White Andrew J, Gibaldi Marco, Burner Jake, Mayo R Alex, Woo Tom K
Department of Chemistry and Biomolecular Sciences, University of Ottawa, Ottawa, Canada K1N 9A4.
J Am Chem Soc. 2025 May 28;147(21):17579-17583. doi: 10.1021/jacs.5c04914. Epub 2025 May 15.
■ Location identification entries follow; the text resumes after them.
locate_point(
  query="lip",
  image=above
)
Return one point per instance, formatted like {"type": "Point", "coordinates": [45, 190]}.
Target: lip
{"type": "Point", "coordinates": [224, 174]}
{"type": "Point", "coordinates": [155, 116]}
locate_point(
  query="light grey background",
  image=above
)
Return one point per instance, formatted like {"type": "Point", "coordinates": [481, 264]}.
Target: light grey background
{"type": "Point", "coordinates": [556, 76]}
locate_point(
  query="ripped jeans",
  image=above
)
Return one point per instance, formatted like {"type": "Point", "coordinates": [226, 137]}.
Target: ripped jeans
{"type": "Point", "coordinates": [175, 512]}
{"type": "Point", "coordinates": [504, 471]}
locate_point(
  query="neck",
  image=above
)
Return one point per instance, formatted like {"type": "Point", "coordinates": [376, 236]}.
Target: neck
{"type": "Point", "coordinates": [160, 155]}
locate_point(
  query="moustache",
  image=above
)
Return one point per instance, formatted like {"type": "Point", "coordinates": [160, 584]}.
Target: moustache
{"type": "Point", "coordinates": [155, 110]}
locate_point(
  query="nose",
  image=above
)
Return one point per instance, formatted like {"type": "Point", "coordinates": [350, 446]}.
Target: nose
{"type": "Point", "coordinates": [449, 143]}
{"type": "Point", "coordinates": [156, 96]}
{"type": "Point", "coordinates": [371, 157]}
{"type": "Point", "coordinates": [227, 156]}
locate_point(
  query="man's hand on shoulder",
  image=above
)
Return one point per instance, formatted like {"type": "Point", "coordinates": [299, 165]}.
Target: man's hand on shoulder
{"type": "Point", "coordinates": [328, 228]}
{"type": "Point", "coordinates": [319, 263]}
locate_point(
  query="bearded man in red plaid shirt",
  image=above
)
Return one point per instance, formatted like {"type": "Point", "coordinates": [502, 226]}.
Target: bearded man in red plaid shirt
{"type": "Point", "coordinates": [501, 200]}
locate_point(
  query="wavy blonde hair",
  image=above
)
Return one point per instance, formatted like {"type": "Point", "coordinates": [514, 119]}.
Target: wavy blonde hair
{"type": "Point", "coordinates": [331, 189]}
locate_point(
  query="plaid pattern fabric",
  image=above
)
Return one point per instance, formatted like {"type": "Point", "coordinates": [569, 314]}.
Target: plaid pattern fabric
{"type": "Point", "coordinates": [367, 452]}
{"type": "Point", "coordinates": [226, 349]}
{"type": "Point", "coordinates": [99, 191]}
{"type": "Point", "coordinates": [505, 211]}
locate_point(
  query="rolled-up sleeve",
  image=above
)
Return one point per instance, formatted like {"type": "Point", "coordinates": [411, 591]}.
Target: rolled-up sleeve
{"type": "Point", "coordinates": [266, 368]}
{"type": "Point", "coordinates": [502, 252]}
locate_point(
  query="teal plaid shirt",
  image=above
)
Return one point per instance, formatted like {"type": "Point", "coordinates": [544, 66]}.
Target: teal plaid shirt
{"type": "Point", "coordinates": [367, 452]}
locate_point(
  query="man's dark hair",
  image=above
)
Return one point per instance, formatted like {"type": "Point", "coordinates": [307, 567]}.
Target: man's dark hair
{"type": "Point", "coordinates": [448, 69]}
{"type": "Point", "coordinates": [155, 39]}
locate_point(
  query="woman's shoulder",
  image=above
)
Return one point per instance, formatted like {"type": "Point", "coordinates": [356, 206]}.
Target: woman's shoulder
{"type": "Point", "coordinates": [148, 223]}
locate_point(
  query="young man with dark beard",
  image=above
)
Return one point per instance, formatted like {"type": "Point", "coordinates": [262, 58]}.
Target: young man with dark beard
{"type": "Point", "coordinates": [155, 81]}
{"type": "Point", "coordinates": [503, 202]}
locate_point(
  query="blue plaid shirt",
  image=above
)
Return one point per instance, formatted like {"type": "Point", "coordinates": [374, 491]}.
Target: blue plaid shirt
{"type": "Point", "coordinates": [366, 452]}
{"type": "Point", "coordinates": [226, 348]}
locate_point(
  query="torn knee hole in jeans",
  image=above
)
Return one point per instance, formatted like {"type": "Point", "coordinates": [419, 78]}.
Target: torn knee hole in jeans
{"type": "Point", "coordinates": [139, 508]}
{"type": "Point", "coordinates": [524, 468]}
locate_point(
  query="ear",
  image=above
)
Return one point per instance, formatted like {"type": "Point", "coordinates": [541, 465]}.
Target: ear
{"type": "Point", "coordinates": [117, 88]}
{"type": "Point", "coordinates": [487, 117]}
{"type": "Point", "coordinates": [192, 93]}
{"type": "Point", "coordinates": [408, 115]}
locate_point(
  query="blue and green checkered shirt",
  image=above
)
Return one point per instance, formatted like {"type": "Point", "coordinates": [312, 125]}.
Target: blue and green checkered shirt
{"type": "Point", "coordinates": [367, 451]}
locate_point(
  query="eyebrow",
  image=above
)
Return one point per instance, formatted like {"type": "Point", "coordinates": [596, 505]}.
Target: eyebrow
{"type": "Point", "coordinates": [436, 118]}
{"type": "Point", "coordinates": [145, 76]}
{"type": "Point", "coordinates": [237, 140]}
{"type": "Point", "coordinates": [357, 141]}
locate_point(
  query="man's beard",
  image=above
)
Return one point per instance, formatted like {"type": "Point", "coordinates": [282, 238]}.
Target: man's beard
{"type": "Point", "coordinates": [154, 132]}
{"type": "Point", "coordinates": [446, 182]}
"Computation-ready" metal-organic framework (MOF) databases provide essential raw data for high-throughput computational screening (HTS) and machine-learning approaches to materials discovery. However, the structural fidelity of these databases remains largely unquantified. We introduce MOSAEC, an algorithm that detects chemically invalid structures based on metal oxidation states. MOSAEC was manually validated against 14,796 MOF structures from the popular CoRE database and found to flag erroneous structures with 96% accuracy. Examination of 14 leading experimental and hypothetical MOF databases containing >1.9 million structures reveals structural error rates exceeding 40% in most cases. Analysis of 8 recent HTS studies which highlighted top-performing candidates shows that 52% of these structures were chemically invalid.
“计算就绪”的金属有机框架(MOF)数据库为高通量计算筛选(HTS)和材料发现的机器学习方法提供了重要的原始数据。然而,这些数据库的结构保真度在很大程度上仍未得到量化。我们引入了MOSAEC,一种基于金属氧化态检测化学无效结构的算法。MOSAEC针对来自流行的CoRE数据库的14796个MOF结构进行了人工验证,发现其标记错误结构的准确率为96%。对包含超过190万个结构的14个领先的实验性和假设性MOF数据库进行检查发现,在大多数情况下,结构错误率超过40%。对8项最近突出表现最佳候选物的HTS研究进行分析表明,这些结构中有52%在化学上是无效的。